Franco’s boasted its original décor, tables and chairs that looked like relics from the seventies, but any reservations I had about the place were erased by the unmistakable aroma of good food.  I surveyed the mostly empty room of tables, and peered into a back room that housed a pool table, and some other games before deciding on a seat at the end of the bar.  I pulled a menu from a rack in front of me, and went about deciding on dinner. 

“Looking a little lonely all the way down here, get you a drink?” 

I looked up over the menu, and the first thing I saw a big, wide smile.  Its owner was a young woman in a Franco’s Pizza t-shirt.  Her dark brown hair was pulled into a ponytail, and a beautiful face showed no traces of make-up.  I realized I was staring, and had been posed a question. 

“Gin and Tonic?”  I offered meekly. 

“Not from around here, huh?” The bartender asked. 

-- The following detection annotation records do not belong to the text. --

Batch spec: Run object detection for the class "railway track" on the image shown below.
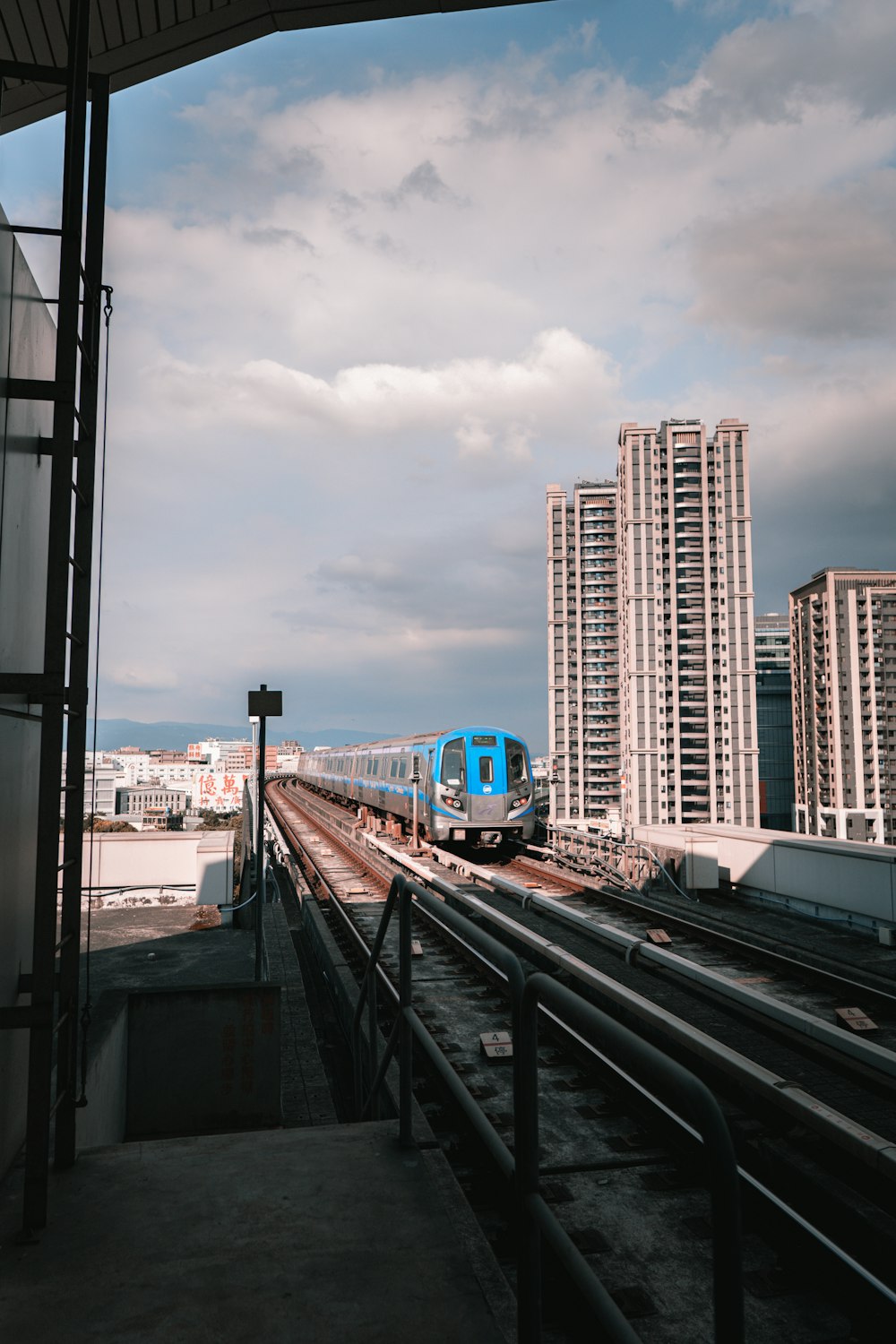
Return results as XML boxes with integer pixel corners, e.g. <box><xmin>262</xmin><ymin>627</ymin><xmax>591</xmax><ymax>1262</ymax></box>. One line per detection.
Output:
<box><xmin>265</xmin><ymin>787</ymin><xmax>896</xmax><ymax>1344</ymax></box>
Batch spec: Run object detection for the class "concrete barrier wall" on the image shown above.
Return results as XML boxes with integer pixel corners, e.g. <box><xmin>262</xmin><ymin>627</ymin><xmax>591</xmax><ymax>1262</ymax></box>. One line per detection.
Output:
<box><xmin>74</xmin><ymin>831</ymin><xmax>234</xmax><ymax>906</ymax></box>
<box><xmin>632</xmin><ymin>825</ymin><xmax>896</xmax><ymax>925</ymax></box>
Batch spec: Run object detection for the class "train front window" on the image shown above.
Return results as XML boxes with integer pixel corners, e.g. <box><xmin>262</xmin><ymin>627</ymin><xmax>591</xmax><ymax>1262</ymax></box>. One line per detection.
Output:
<box><xmin>504</xmin><ymin>738</ymin><xmax>530</xmax><ymax>789</ymax></box>
<box><xmin>439</xmin><ymin>738</ymin><xmax>466</xmax><ymax>789</ymax></box>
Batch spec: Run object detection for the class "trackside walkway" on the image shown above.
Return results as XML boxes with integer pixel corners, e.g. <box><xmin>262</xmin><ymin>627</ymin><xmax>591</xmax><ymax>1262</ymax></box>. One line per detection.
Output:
<box><xmin>0</xmin><ymin>1121</ymin><xmax>512</xmax><ymax>1344</ymax></box>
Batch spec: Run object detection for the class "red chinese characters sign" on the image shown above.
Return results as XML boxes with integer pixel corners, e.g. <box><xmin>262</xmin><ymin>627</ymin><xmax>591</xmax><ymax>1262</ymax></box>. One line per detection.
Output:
<box><xmin>194</xmin><ymin>773</ymin><xmax>248</xmax><ymax>812</ymax></box>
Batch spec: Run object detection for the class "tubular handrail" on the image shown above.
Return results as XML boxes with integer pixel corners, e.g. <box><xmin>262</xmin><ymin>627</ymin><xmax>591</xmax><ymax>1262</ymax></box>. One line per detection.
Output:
<box><xmin>352</xmin><ymin>874</ymin><xmax>745</xmax><ymax>1344</ymax></box>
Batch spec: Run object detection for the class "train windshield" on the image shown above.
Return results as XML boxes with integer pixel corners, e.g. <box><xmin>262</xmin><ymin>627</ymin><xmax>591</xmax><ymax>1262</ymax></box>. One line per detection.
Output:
<box><xmin>439</xmin><ymin>738</ymin><xmax>466</xmax><ymax>789</ymax></box>
<box><xmin>504</xmin><ymin>738</ymin><xmax>530</xmax><ymax>789</ymax></box>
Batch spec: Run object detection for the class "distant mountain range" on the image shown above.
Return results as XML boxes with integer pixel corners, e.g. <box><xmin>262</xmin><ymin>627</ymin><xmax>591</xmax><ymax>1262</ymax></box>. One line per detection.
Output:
<box><xmin>87</xmin><ymin>719</ymin><xmax>395</xmax><ymax>752</ymax></box>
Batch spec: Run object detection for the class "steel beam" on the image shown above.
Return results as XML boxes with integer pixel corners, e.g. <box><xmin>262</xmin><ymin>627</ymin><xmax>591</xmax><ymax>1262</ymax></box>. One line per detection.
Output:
<box><xmin>54</xmin><ymin>77</ymin><xmax>108</xmax><ymax>1168</ymax></box>
<box><xmin>22</xmin><ymin>0</ymin><xmax>90</xmax><ymax>1231</ymax></box>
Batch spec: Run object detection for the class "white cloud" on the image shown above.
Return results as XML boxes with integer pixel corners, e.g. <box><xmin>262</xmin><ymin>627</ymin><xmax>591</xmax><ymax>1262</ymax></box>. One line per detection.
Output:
<box><xmin>47</xmin><ymin>0</ymin><xmax>896</xmax><ymax>747</ymax></box>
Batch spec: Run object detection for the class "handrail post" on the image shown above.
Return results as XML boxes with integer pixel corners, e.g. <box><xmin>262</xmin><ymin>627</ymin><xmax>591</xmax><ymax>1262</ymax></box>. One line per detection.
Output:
<box><xmin>396</xmin><ymin>876</ymin><xmax>414</xmax><ymax>1148</ymax></box>
<box><xmin>511</xmin><ymin>983</ymin><xmax>541</xmax><ymax>1344</ymax></box>
<box><xmin>364</xmin><ymin>964</ymin><xmax>380</xmax><ymax>1120</ymax></box>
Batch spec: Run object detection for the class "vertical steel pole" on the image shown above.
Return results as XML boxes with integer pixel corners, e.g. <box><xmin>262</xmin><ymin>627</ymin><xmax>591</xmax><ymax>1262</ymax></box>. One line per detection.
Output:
<box><xmin>54</xmin><ymin>75</ymin><xmax>108</xmax><ymax>1168</ymax></box>
<box><xmin>366</xmin><ymin>954</ymin><xmax>380</xmax><ymax>1120</ymax></box>
<box><xmin>22</xmin><ymin>0</ymin><xmax>90</xmax><ymax>1230</ymax></box>
<box><xmin>511</xmin><ymin>983</ymin><xmax>541</xmax><ymax>1344</ymax></box>
<box><xmin>255</xmin><ymin>704</ymin><xmax>267</xmax><ymax>980</ymax></box>
<box><xmin>395</xmin><ymin>875</ymin><xmax>414</xmax><ymax>1148</ymax></box>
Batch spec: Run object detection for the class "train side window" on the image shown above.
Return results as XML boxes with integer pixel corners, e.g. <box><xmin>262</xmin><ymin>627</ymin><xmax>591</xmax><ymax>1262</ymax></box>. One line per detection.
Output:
<box><xmin>504</xmin><ymin>738</ymin><xmax>530</xmax><ymax>788</ymax></box>
<box><xmin>439</xmin><ymin>738</ymin><xmax>466</xmax><ymax>789</ymax></box>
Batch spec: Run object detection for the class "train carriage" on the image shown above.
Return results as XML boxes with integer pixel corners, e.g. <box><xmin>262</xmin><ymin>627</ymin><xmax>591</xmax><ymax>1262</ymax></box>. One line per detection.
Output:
<box><xmin>297</xmin><ymin>726</ymin><xmax>535</xmax><ymax>844</ymax></box>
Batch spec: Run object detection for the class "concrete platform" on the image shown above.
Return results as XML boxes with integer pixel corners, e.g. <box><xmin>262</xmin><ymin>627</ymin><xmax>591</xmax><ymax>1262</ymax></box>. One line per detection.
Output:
<box><xmin>0</xmin><ymin>1121</ymin><xmax>514</xmax><ymax>1344</ymax></box>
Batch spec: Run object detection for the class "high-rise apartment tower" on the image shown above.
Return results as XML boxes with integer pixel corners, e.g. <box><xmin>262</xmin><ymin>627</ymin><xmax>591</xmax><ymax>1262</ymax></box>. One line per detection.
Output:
<box><xmin>548</xmin><ymin>481</ymin><xmax>621</xmax><ymax>822</ymax></box>
<box><xmin>548</xmin><ymin>419</ymin><xmax>759</xmax><ymax>827</ymax></box>
<box><xmin>618</xmin><ymin>419</ymin><xmax>759</xmax><ymax>827</ymax></box>
<box><xmin>755</xmin><ymin>612</ymin><xmax>794</xmax><ymax>831</ymax></box>
<box><xmin>790</xmin><ymin>567</ymin><xmax>896</xmax><ymax>844</ymax></box>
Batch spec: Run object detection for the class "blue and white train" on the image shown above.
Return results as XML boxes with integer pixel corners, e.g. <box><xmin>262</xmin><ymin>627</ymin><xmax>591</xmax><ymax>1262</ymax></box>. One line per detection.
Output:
<box><xmin>297</xmin><ymin>728</ymin><xmax>535</xmax><ymax>844</ymax></box>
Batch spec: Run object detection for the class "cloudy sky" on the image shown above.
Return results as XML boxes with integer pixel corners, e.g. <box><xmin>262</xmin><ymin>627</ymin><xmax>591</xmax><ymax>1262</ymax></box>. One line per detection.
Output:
<box><xmin>0</xmin><ymin>0</ymin><xmax>896</xmax><ymax>750</ymax></box>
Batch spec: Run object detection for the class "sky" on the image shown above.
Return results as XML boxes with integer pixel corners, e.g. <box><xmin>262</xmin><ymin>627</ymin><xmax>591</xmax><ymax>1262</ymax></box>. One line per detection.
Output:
<box><xmin>0</xmin><ymin>0</ymin><xmax>896</xmax><ymax>752</ymax></box>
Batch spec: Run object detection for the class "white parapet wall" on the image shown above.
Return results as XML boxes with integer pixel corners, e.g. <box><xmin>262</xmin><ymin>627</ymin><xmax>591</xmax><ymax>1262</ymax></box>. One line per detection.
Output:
<box><xmin>632</xmin><ymin>825</ymin><xmax>896</xmax><ymax>932</ymax></box>
<box><xmin>70</xmin><ymin>831</ymin><xmax>234</xmax><ymax>909</ymax></box>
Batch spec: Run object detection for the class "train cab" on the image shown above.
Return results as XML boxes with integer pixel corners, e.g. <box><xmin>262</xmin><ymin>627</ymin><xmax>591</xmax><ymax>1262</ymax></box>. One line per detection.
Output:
<box><xmin>430</xmin><ymin>728</ymin><xmax>535</xmax><ymax>844</ymax></box>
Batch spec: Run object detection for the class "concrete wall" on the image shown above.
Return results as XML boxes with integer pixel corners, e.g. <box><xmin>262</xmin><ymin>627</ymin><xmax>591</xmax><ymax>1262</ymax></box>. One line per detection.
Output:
<box><xmin>632</xmin><ymin>825</ymin><xmax>896</xmax><ymax>927</ymax></box>
<box><xmin>0</xmin><ymin>199</ymin><xmax>56</xmax><ymax>1174</ymax></box>
<box><xmin>75</xmin><ymin>995</ymin><xmax>127</xmax><ymax>1152</ymax></box>
<box><xmin>74</xmin><ymin>831</ymin><xmax>234</xmax><ymax>906</ymax></box>
<box><xmin>127</xmin><ymin>983</ymin><xmax>282</xmax><ymax>1139</ymax></box>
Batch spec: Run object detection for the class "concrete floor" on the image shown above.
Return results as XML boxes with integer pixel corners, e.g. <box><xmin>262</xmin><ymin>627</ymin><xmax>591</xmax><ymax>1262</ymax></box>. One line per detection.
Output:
<box><xmin>0</xmin><ymin>1121</ymin><xmax>513</xmax><ymax>1344</ymax></box>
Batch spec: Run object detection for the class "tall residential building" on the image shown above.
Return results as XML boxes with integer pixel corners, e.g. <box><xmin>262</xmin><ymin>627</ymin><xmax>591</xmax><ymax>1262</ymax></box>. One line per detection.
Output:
<box><xmin>618</xmin><ymin>419</ymin><xmax>759</xmax><ymax>827</ymax></box>
<box><xmin>755</xmin><ymin>612</ymin><xmax>794</xmax><ymax>831</ymax></box>
<box><xmin>790</xmin><ymin>567</ymin><xmax>896</xmax><ymax>844</ymax></box>
<box><xmin>547</xmin><ymin>481</ymin><xmax>621</xmax><ymax>822</ymax></box>
<box><xmin>548</xmin><ymin>419</ymin><xmax>759</xmax><ymax>827</ymax></box>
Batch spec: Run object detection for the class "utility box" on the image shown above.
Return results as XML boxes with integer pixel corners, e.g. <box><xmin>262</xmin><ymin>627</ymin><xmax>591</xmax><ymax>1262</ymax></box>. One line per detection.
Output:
<box><xmin>685</xmin><ymin>838</ymin><xmax>719</xmax><ymax>892</ymax></box>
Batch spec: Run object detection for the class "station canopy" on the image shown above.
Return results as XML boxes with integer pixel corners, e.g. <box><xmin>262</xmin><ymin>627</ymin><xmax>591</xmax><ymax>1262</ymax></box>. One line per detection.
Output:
<box><xmin>0</xmin><ymin>0</ymin><xmax>539</xmax><ymax>132</ymax></box>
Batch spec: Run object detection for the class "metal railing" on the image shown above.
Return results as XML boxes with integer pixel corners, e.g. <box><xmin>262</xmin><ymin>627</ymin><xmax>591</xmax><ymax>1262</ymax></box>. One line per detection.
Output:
<box><xmin>352</xmin><ymin>874</ymin><xmax>745</xmax><ymax>1344</ymax></box>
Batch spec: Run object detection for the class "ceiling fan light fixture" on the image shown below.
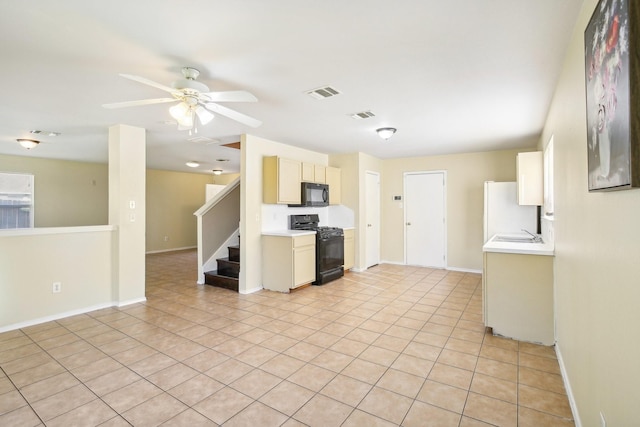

“What makes you say that?”

“Oh, just that I know about everyone that comes in here, and not one of them drinks gin and tonic.  Where you from, Chicago?” 

“Philadelphia,” I answered. 

“Long way from home, well we don’t have any of your fancy big city gins here, but I’ll make you up something.  You’ll never know the difference.” 

With that, she turned and walked towards the middle of the bar.  I fought the urge to watch her walk away, and went back to my menu.  A moment later a drink was placed in front of me. 

“You looked like a lime guy,” she said, pointing out the fruit stuck to the rim of my glass. 

“You’re good,” I answered, taking a quick sip of the drink.  “You make a good drink, must be the tonic water.” 

“Hah, must be.  So what are you going to have to eat?” 

“How’s the chicken parm?”  I asked after a last look at the menu. 

“The best.”

“All right, I’ll give it a try.” 

“It’ll be right out,” she said, taking my menu from me, and putting it back in the rack.  This time when she walked back into the kitchen, I couldn’t help but watch. 

Within ten minutes I was enjoying my chicken, and in order to fit a little bit better into my surroundings I made a smooth transition to bottled beer.  My bartender checked in on me often, always with the same the smile, and when I finished my meal I thought about sticking around and getting drunk, but remembered my first day of work in the morning.  I thanked the gorgeous brunette who had made my night, and in absence of normal behavior like asking her name, I simply left her an inordinately large tip, and left. 

I was in bed back at the cabin before ten o’clock, and as much as I wanted to get some sleep I stared blankly at the ceiling.  It was a position I found myself in on most nights.  Laying in bed, thinking about the past, the future, and of course thinking about my old friend Chris Floyd.  Eventually I relented to my fatigue, but not before allowing my mind to drift to the brunette that tended bar at Franco’s Pizza.